Here are our top tips for Facebook:

1. Check your privacy settings

Facebook makes changes to its privacy settings regularly so it is worth double-checking your privacy settings every month or so to check who can see your posts and information. Simply log in to your account, access your settings in the top right corner of the screen, and select privacy and you will see a host of options so you can either limit what people can see, or open it up more publicly.

2. Profile Picture

Whatever your privacy settings are, it is more than likely that a recruiter or potential employer will be able to find you on Facebook.

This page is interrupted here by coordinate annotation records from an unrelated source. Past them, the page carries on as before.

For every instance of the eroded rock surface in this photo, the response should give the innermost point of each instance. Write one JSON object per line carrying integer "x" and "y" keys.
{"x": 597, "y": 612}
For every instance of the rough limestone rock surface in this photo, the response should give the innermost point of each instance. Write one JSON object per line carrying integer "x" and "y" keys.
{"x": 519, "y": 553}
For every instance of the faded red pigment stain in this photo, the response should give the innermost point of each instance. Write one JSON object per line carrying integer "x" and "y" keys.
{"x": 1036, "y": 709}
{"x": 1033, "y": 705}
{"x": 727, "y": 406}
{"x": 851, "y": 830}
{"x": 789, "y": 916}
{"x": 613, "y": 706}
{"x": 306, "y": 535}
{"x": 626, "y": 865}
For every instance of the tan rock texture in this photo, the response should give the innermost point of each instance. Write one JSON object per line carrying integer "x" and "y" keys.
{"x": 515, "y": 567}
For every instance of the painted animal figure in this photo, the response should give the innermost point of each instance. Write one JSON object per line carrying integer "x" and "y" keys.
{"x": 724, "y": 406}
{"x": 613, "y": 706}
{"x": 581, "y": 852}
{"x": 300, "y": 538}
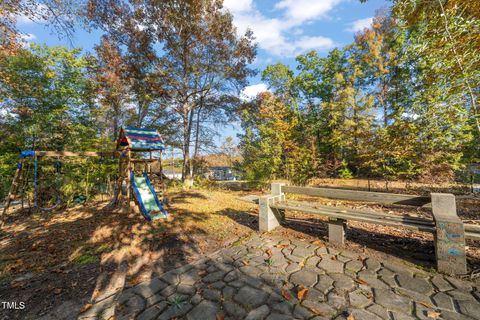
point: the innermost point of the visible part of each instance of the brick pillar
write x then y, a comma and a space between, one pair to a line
277, 191
449, 236
336, 231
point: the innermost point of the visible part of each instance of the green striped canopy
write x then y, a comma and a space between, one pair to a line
141, 139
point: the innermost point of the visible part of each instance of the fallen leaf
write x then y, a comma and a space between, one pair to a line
315, 312
433, 314
426, 304
286, 294
85, 307
360, 281
17, 285
302, 293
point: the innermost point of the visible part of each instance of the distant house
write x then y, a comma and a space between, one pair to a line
221, 173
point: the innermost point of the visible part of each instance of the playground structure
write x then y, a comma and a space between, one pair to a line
134, 187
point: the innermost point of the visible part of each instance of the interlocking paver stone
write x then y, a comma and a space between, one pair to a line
204, 310
304, 277
415, 284
149, 288
359, 298
331, 265
340, 284
278, 316
259, 313
392, 301
324, 284
444, 301
175, 311
442, 284
379, 311
153, 311
251, 297
470, 308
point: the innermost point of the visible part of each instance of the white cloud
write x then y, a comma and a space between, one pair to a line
360, 24
41, 12
237, 6
251, 92
310, 43
278, 35
300, 11
26, 38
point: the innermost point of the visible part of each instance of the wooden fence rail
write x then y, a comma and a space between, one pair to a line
448, 230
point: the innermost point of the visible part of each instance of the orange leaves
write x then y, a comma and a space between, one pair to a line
433, 314
360, 281
85, 307
302, 293
286, 294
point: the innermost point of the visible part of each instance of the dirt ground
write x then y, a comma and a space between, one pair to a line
49, 258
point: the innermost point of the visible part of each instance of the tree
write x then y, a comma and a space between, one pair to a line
201, 57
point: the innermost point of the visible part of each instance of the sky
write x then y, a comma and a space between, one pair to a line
283, 29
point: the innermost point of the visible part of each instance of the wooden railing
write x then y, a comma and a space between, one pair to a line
450, 232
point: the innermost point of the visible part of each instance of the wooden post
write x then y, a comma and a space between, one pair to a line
336, 231
12, 191
277, 191
269, 218
449, 236
129, 173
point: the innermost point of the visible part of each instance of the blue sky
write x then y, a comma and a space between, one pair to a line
283, 29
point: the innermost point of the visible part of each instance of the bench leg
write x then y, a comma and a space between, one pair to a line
449, 235
336, 231
450, 248
269, 218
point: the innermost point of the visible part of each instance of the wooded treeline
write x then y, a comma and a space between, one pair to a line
177, 66
400, 102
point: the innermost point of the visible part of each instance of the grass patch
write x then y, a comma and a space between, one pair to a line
86, 259
103, 248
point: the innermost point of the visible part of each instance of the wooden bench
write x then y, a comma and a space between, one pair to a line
448, 230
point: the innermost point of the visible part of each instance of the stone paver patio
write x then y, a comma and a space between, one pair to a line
260, 279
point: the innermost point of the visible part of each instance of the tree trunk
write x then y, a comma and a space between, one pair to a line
197, 131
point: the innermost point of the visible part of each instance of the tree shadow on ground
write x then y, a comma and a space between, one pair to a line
414, 247
62, 261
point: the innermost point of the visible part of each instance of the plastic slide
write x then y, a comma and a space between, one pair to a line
150, 205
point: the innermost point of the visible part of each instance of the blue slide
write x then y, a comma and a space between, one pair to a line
150, 205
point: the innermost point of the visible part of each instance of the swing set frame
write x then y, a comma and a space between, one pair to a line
126, 166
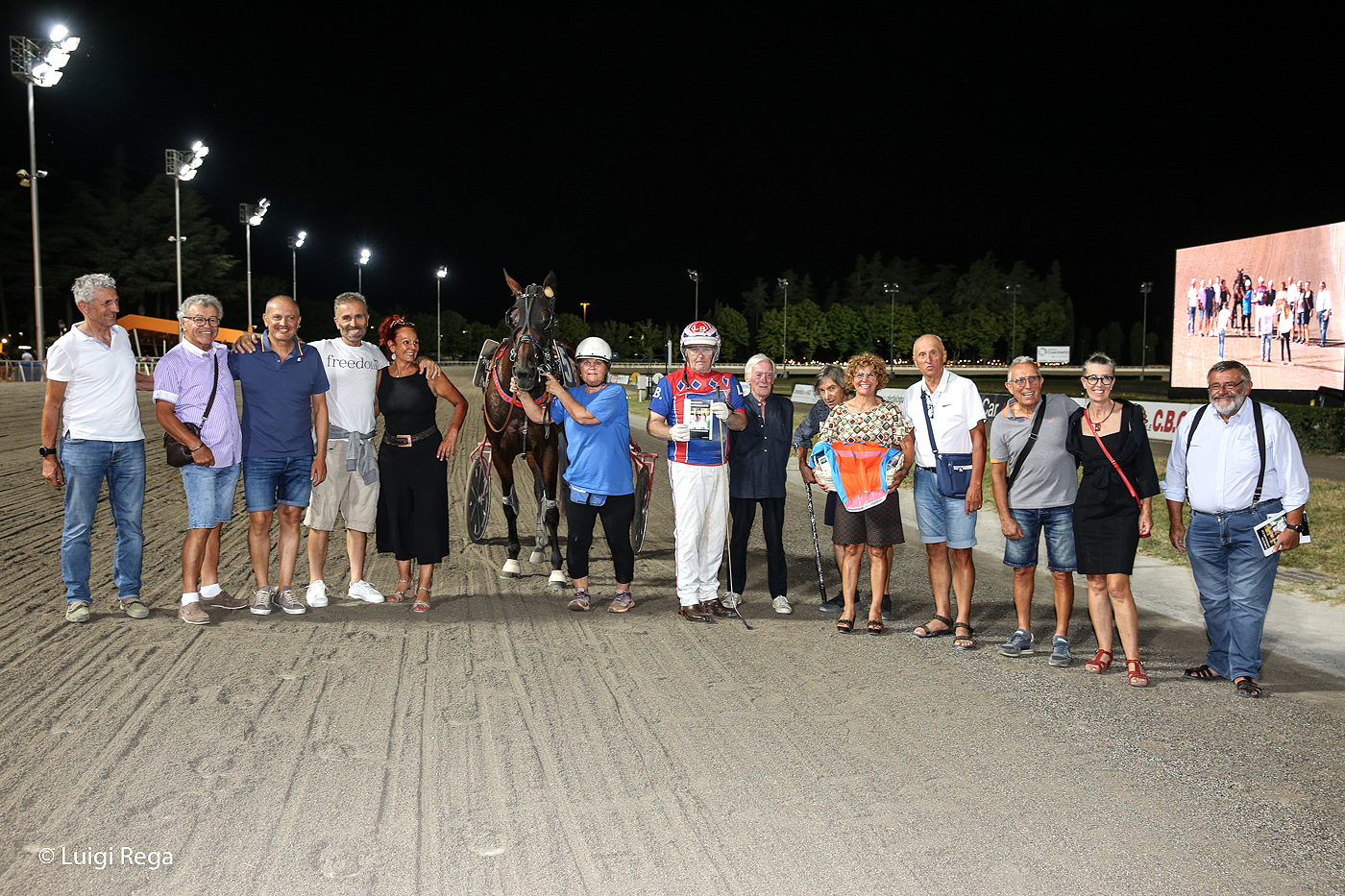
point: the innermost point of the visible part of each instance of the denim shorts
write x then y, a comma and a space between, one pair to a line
942, 519
1059, 523
271, 480
210, 494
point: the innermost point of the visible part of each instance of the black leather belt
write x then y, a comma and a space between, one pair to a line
406, 442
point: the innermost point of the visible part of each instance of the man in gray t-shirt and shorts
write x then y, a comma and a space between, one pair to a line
1041, 498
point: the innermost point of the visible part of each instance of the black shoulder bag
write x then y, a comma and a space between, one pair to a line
178, 453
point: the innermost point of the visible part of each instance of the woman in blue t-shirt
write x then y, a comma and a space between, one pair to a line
598, 430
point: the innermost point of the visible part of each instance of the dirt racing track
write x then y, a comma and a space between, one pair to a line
501, 744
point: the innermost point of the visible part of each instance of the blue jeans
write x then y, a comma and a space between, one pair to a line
1235, 583
87, 463
942, 519
1059, 523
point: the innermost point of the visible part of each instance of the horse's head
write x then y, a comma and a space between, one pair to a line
531, 328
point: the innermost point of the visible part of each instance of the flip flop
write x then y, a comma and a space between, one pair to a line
924, 631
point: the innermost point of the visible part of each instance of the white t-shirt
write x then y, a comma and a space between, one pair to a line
100, 385
955, 408
353, 375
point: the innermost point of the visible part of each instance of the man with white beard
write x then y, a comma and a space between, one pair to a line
1237, 467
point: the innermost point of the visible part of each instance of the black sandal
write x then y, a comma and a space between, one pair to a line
1201, 673
931, 633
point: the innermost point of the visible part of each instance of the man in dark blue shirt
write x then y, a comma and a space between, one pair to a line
284, 389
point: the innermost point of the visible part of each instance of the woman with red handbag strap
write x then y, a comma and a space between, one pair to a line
1112, 512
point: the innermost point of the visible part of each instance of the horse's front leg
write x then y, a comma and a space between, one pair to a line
550, 476
510, 499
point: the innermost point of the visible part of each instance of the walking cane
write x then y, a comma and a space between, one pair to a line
728, 543
817, 547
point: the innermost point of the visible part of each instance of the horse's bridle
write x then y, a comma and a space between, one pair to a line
525, 305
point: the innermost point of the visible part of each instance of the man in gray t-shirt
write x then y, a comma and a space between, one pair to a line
1041, 498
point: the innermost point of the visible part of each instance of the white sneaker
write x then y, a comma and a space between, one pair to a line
316, 594
363, 591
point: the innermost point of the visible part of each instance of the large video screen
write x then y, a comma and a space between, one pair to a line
1263, 302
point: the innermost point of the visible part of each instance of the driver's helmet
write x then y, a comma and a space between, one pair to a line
701, 332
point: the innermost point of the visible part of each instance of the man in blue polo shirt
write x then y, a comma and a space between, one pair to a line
284, 388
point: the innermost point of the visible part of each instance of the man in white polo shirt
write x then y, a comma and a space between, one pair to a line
91, 405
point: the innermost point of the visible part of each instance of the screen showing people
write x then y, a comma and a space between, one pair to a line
1267, 302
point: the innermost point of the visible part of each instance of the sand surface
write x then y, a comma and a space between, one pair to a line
501, 744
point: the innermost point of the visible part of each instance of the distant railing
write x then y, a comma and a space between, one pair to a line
33, 370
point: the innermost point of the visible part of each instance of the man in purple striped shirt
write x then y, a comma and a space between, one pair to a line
184, 379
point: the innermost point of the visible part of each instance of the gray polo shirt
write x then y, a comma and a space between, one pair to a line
1051, 476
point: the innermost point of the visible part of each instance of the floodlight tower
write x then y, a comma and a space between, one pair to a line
252, 215
359, 267
295, 242
37, 64
182, 164
439, 312
892, 289
1145, 288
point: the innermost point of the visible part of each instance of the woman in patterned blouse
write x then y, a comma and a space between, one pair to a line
873, 420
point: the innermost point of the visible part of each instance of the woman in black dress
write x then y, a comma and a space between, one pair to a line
1113, 510
412, 462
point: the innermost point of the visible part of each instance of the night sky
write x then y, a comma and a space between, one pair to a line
621, 148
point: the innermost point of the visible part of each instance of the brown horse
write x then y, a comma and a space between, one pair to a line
524, 355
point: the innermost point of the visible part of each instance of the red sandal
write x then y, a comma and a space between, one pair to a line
1098, 665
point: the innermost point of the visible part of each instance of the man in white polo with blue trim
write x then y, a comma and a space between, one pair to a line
947, 525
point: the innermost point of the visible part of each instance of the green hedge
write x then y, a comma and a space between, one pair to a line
1321, 430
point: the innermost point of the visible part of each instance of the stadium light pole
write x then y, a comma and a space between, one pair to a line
359, 268
439, 312
182, 164
892, 289
295, 242
37, 64
1145, 288
252, 215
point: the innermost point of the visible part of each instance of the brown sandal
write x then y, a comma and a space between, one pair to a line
925, 631
1098, 665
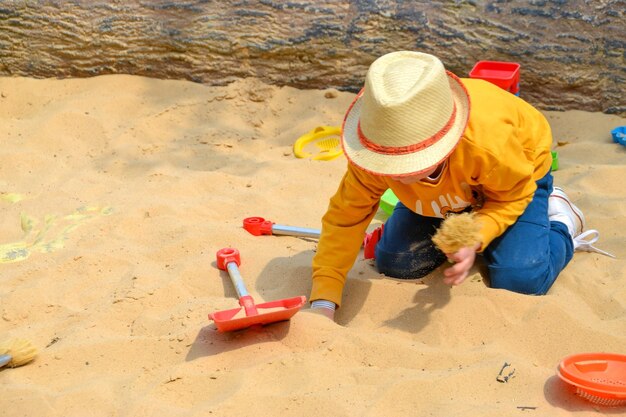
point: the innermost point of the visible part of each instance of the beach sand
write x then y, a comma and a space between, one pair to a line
117, 191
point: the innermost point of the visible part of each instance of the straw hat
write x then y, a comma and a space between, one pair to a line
408, 117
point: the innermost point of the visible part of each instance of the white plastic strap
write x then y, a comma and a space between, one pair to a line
323, 304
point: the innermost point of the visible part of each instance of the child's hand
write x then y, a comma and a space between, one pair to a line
323, 311
463, 260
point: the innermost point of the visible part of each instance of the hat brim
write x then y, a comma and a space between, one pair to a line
410, 163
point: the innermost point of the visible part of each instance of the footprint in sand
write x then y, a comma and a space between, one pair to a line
50, 236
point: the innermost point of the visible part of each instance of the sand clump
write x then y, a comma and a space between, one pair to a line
457, 231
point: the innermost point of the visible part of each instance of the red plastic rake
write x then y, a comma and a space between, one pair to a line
259, 226
228, 259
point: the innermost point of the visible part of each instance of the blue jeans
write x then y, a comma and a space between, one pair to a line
526, 258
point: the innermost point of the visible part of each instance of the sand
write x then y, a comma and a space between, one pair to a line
117, 191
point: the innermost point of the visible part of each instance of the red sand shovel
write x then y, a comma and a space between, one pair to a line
228, 259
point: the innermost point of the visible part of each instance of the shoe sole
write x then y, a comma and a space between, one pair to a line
579, 214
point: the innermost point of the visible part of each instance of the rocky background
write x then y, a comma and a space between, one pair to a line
571, 52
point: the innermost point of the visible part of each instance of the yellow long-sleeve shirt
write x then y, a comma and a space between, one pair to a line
504, 150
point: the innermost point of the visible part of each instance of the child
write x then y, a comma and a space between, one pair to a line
446, 145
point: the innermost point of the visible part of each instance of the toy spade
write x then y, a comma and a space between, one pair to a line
228, 259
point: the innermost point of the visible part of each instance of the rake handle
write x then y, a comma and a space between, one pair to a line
229, 259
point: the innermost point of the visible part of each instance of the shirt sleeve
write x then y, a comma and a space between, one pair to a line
508, 189
349, 213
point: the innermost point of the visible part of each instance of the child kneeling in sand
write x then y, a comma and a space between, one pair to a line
446, 145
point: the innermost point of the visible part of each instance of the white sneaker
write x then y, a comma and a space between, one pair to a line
561, 209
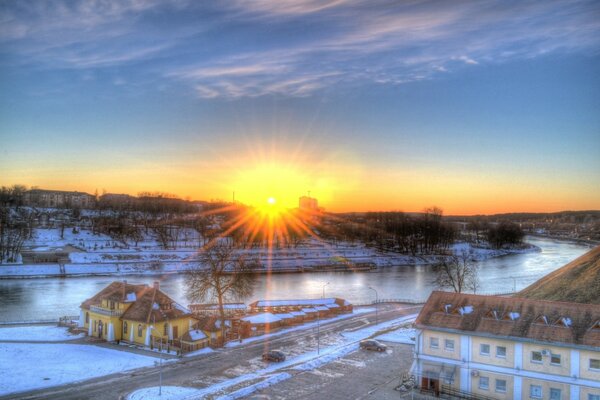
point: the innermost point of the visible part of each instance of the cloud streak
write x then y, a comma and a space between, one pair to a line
292, 48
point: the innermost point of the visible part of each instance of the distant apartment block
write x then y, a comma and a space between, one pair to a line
308, 203
508, 348
58, 199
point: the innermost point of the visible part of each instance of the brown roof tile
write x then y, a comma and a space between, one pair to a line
570, 323
150, 303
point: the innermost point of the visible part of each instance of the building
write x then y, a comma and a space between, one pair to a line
230, 309
138, 314
335, 305
508, 348
58, 199
308, 203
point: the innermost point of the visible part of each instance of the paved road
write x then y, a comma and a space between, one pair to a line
207, 369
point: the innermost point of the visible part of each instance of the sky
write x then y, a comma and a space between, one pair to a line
477, 107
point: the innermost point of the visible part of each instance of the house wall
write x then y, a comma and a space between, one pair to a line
491, 391
545, 366
492, 359
585, 391
546, 386
584, 365
441, 351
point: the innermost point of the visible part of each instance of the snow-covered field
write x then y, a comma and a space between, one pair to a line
101, 255
269, 376
36, 334
300, 327
35, 366
400, 335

Facebook is not a professional networking website so no corporate images are required, but just remember this photo plays an important role in making a great first impression. You might want to leave your more risqué or humorous photographs in private albums for your friends.

3. Complete your profile

Much like LinkedIn; it is worth making sure your profile is completed with your current employment position and where you are based in the world. This will confirm that you are who you say you are and cement your experience.

4. Stay Professional

What you share on Facebook can work for and against you, both personally and professionally. There have been numerous stories in the news about people losing employment because of something they have shared on their Facebook accounts about their employer.

Avoid posting inappropriate photographs, jokes, or using profanity – there are no guarantees of privacy in our present day, so if you don’t want your current employer or your future employer to read or see it, simply don’t post it.

How you act on social media isn’t just a reflection of your professionalism and personality. It will also represent your online behaviour and be a sign of how you will represent a business as an employee.